Ferring B.V. v. Watson Labs, Inc. et al.,__ F.3d __ (Fed. Cir, Aug. 22, 2014) (LOURIE, Dyk, Reyna) (D. Nev. Jones) (2 of 5 stars)

Federal Circuit affirmed non-obviousness but reversed infringement finding, and vacated the injunction and order preventing FDA approval of a generic product until patent expiration. This is a companion appeal to Ferring, B.V. v. Apotex, Inc., involving the same patents but a different ANDA defendant.

Non-obviousness: Watson failed to prove obviousness because "the cited prior art references neither set forth the limitations required by the asserted claims, nor provided any reason or motivation to combine those teachings to derive the claimed formulations with specific dissolution profiles." Slip. op. at 10. Moreover, FDA's granting of "fast track" status to Ferring's embodying product "demonstrated that there was a long-felt and unmet need for a treatment for menorrhagia that avoided adverse events." Id. at 11.

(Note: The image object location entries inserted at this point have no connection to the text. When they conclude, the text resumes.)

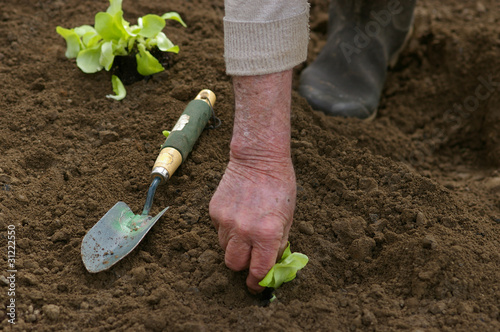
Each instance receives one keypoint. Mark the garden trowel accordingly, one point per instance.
(120, 230)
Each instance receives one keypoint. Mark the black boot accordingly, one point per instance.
(364, 38)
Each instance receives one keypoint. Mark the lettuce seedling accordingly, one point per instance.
(285, 270)
(95, 48)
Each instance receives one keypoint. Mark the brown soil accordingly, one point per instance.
(400, 217)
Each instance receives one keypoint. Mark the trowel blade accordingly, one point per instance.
(114, 237)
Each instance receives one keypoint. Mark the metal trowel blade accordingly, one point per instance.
(114, 237)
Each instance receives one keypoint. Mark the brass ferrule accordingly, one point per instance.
(166, 164)
(207, 96)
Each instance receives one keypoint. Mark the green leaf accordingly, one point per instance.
(285, 270)
(174, 16)
(89, 60)
(164, 44)
(84, 29)
(110, 27)
(73, 43)
(151, 25)
(114, 6)
(146, 63)
(118, 89)
(107, 55)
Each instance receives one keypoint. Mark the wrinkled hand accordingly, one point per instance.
(253, 210)
(253, 206)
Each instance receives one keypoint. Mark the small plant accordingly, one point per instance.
(95, 48)
(285, 270)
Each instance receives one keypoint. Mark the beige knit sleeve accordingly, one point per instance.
(265, 36)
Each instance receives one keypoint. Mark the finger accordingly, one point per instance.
(237, 256)
(263, 259)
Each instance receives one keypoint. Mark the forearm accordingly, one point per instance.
(262, 117)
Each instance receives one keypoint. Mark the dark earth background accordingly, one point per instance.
(400, 217)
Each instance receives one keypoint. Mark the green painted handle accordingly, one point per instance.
(189, 127)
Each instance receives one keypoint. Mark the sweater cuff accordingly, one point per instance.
(258, 48)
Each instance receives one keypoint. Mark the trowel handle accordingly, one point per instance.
(185, 133)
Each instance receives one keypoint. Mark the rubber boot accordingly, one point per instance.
(364, 38)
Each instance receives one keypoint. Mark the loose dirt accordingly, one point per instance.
(400, 217)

Non-infringement: The claims required a product that dissolves at particular rates, and the district court found infringement because Watson's ANDA was silent on the dissolution rate, even though Watson's data on batches of its product and expert testing on samples produced during discovery did not have those rates. The Federal Circuit reversed because, where the ANDA is silent on infringement, it is proper to consider that other evidence. Although "the ANDA itself dominates the infringement analysis," and "[i]n some cases, the ANDA specification directly resolves the infringement question because it defines a proposed generic product in a manner that either meets the limitations of an asserted patent claim or is outside the scope of such as claim," as in Sunovion and Bayer, in other cases, the ANDA does not resolve infringement and "we have endorsed the district court's reference to relevant evidence, including biobatch data and actual samples," as in Glaxo. Slip op. at 13-14. Here, the ANDA's "silence does not answer the question of infringement." Id. at 14. Moreover, dissolution data on the "uncoated cores" of Watson's product was irrelevant because infringement had to be based on the final, coated tablet as sold. Likewise, data showing four sample tables out of hundreds was insufficient to show infringement where Watson's expert testified "these outliers were not representative of Watson's ANDA product." Id. at 15. Finally, Ferring did not show that Watson's product met another claim limitation since "just because a certain material can modify [something], does not necessary mean that it actually does." Id. at 17 (emphasis in original). Testing was required, and no such evidence was presented.